Here, it is given that two unbiased dice are rolled once and we need to find probability in all three cases provided.
As we know the basic definition of probability is the extent to which an event is likely to occur, measured by the ratio of the favourable cases to the whole number of cases possible.
Hence, probability of any event is given by;
$P=\dfrac{\text{Favourable cases to that event}}{\text{Total cases (Sample space)}}..........\left( 1 \right)$
We use the term ‘sample space’ as well for ‘total cases’.
Now, first we need to find sample space for rolling two unbiased dice. We have numbers on one dice as $\left\{ 1,2,3,4,5,6 \right\}$.
Here, we have two dices, so there will be pairs of numbers$\left\{ 1,2,3,4,5,6 \right\}$as given below;

123456
1(1, 1)(1, 2)(1, 3)(1, 4)(1, 5)(1, 6)
2(2, 1)(2, 2)(2, 3)(2, 4)(2, 5)(2, 6)
3(3, 1)(3, 2)(3, 3)(3, 4)(4, 5)(3, 6)
4(4, 1)(4, 2)(4, 3)(4, 4)(4, 5)(4, 6)
5(5, 1)(5, 2)(5, 3)(5, 4)(5, 5)(5, 6)
6(6, 1)(6, 2)(6, 3)(6, 4)(6, 5)(6, 6)


Now, we have a table of sample space for rolling two unbiased dices.
Here, the total number of cases in sample space is 36 (6 x 6).
Now, let us calculate favourable cases for all three cases given in problem;
a) A sum 8
Let us calculate/ observe the total number of cases where the sum of numbers on first dice and second dice is 8.
So, favourable cases for this condition from the table given, we get;
$\left\{ \left( 2,6 \right),\left( 3,5 \right),\left( 4,4 \right),\left( 5,3 \right),\left( 6,2 \right) \right\}$
Hence, we get ‘5’ cases where the sum of numbers on both dice is 8.
Hence probability is given as;
$P=\dfrac{\text{Favourable cases}}{\text{Total cases (Sample space)}}$
We have,
Total cases = 36
Favourable cases = 5
$P=\dfrac{5}{36}$
Hence, probability of getting a sum 8 when two unbiased dice are rolled is $\dfrac{5}{36}$
b) A doublet
First we need to understand the term ‘doublet’ which is used when we have the same numbers on both dices.
Hence, favourable cases for this case would be that how many times, we get same numbers on dices;
Cases from table is given as;
$\left\{ \left( 1,1 \right),\left( 2,2 \right),\left( 3,3 \right),\left( 4,4 \right),\left( 5,5 \right),\left( 6,6 \right) \right\}$
 Hence, number of favourable cases = 6
Therefore, Probability of getting doublet is given as;
$\begin{align}
  & P=\dfrac{6}{36}=\dfrac{1}{6} \\
 & P=\dfrac{1}{6} \\
\end{align}$
c) Sum greater than 8
Here, number of favourable cases from the table can be observed in a way such as;
Sum greater than 8 = number of cases for sum ‘9’ + number of cases for sum ‘10’ + number of cases for sum ‘11’ + number of cases for sum ‘12’.
Hence, favourable cases from the table of sample space, we get;
$\left\{ \left( 3,6 \right),\left( 4,5 \right),\left( 5,4 \right),\left( 6,3 \right),\left( 5,6 \right),\left( 6,5 \right),\left( 4,6 \right),\left( 5,5 \right),\left( 6,4 \right),\left( 6,6 \right) \right\}$
Hence, probability for sum greater than ‘8’ is given by;
$\begin{align}
  & P=\dfrac{10}{36}=\dfrac{5}{18} \\
 & P=\dfrac{5}{18} \\
\end{align}$
Hence, answers for the given problem are given as $\dfrac{5}{36},\dfrac{1}{6},\dfrac{5}{18}$.

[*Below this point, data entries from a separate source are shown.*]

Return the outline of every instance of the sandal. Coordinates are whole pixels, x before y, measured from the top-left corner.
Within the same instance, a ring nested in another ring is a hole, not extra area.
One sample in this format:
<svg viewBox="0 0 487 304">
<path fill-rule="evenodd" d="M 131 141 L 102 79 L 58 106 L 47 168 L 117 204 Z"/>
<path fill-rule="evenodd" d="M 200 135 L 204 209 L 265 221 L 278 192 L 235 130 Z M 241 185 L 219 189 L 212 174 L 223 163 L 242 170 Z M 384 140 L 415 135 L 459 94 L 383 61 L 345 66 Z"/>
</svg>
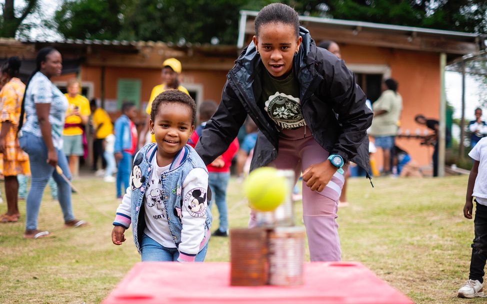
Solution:
<svg viewBox="0 0 487 304">
<path fill-rule="evenodd" d="M 54 236 L 54 234 L 48 231 L 42 231 L 36 234 L 24 234 L 24 238 L 32 238 L 33 240 L 44 238 L 52 238 L 53 236 Z"/>
<path fill-rule="evenodd" d="M 0 222 L 5 224 L 7 222 L 16 222 L 18 221 L 19 214 L 2 214 L 0 216 Z"/>
<path fill-rule="evenodd" d="M 64 226 L 67 228 L 76 228 L 78 227 L 84 227 L 88 224 L 88 223 L 84 220 L 74 220 L 69 222 L 70 224 L 64 223 Z"/>
</svg>

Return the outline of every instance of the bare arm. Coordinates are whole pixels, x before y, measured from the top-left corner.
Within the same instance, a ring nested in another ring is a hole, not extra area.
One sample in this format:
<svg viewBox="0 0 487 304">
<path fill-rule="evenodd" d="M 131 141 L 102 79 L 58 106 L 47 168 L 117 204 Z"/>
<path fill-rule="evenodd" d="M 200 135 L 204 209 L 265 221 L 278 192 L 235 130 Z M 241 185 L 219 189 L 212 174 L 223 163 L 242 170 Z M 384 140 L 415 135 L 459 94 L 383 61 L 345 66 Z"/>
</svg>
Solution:
<svg viewBox="0 0 487 304">
<path fill-rule="evenodd" d="M 472 218 L 472 210 L 474 209 L 472 194 L 474 193 L 475 180 L 478 173 L 480 164 L 478 160 L 475 160 L 474 162 L 474 166 L 472 167 L 472 170 L 470 170 L 470 175 L 468 176 L 468 184 L 466 186 L 466 195 L 465 196 L 465 206 L 464 206 L 464 216 L 467 218 Z"/>
<path fill-rule="evenodd" d="M 51 135 L 50 123 L 49 122 L 49 111 L 50 104 L 36 104 L 36 111 L 37 119 L 39 122 L 40 134 L 42 136 L 44 143 L 48 148 L 47 162 L 54 167 L 58 164 L 58 153 L 52 144 L 52 137 Z"/>
</svg>

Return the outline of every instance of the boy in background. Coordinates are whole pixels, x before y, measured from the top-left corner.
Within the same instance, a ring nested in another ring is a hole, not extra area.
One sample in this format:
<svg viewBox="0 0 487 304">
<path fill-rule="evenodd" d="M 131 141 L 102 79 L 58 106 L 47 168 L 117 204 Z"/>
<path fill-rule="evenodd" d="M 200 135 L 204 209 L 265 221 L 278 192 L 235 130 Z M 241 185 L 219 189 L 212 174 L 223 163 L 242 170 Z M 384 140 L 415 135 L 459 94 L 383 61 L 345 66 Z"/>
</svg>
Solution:
<svg viewBox="0 0 487 304">
<path fill-rule="evenodd" d="M 212 118 L 216 110 L 216 103 L 213 100 L 206 100 L 202 102 L 200 106 L 199 114 L 201 124 L 191 135 L 188 142 L 188 144 L 194 148 L 200 139 L 202 131 L 206 126 L 206 122 Z M 238 141 L 235 138 L 224 153 L 206 166 L 208 174 L 208 183 L 220 214 L 220 227 L 212 234 L 216 236 L 228 236 L 226 188 L 230 179 L 230 165 L 232 164 L 232 160 L 238 150 Z M 210 202 L 209 207 L 210 210 L 212 204 Z"/>
<path fill-rule="evenodd" d="M 484 296 L 484 268 L 487 260 L 487 138 L 482 138 L 468 153 L 474 160 L 470 171 L 464 216 L 472 220 L 474 204 L 476 202 L 474 227 L 475 238 L 472 244 L 468 280 L 458 292 L 458 298 Z"/>
</svg>

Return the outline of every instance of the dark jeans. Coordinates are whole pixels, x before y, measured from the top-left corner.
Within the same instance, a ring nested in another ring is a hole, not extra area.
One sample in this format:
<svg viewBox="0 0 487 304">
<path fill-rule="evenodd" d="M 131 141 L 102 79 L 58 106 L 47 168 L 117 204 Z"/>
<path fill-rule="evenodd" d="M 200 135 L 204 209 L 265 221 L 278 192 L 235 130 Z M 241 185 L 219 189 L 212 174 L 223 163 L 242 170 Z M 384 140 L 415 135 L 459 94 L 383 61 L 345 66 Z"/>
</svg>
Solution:
<svg viewBox="0 0 487 304">
<path fill-rule="evenodd" d="M 98 166 L 98 158 L 102 158 L 102 168 L 106 168 L 106 160 L 103 157 L 103 141 L 104 138 L 96 138 L 93 140 L 93 170 L 96 171 Z"/>
<path fill-rule="evenodd" d="M 469 278 L 484 282 L 484 268 L 487 260 L 487 206 L 476 204 L 474 220 L 475 238 L 472 244 L 472 257 L 470 260 Z"/>
</svg>

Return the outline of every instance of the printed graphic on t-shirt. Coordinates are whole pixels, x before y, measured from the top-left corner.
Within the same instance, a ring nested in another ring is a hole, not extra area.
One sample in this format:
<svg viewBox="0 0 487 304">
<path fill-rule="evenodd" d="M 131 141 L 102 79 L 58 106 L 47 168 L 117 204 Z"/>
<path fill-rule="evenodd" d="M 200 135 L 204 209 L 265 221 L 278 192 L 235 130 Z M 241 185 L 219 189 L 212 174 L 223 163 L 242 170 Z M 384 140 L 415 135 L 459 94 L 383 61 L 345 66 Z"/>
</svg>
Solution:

Note: One can go wrong for writing the favourable cases for problem ‘3’ i.e. sum greater than 8. One can include cases for sum equal to ‘8’ as well which is wrong as the question is saying, we need to include sum greater than 8 only. Hence, we need to take care of these kinds of problems where ‘greater than’ or ‘lower than’ is involved.
One needs to prepare the whole table for solving these kinds of problems. We have provided a whole sample to make the solution easier and one can understand it easily.
One can go wrong when he/she misses any elements for favourable cases. Hence, always check twice or thrice for a favourable number of cases in probability.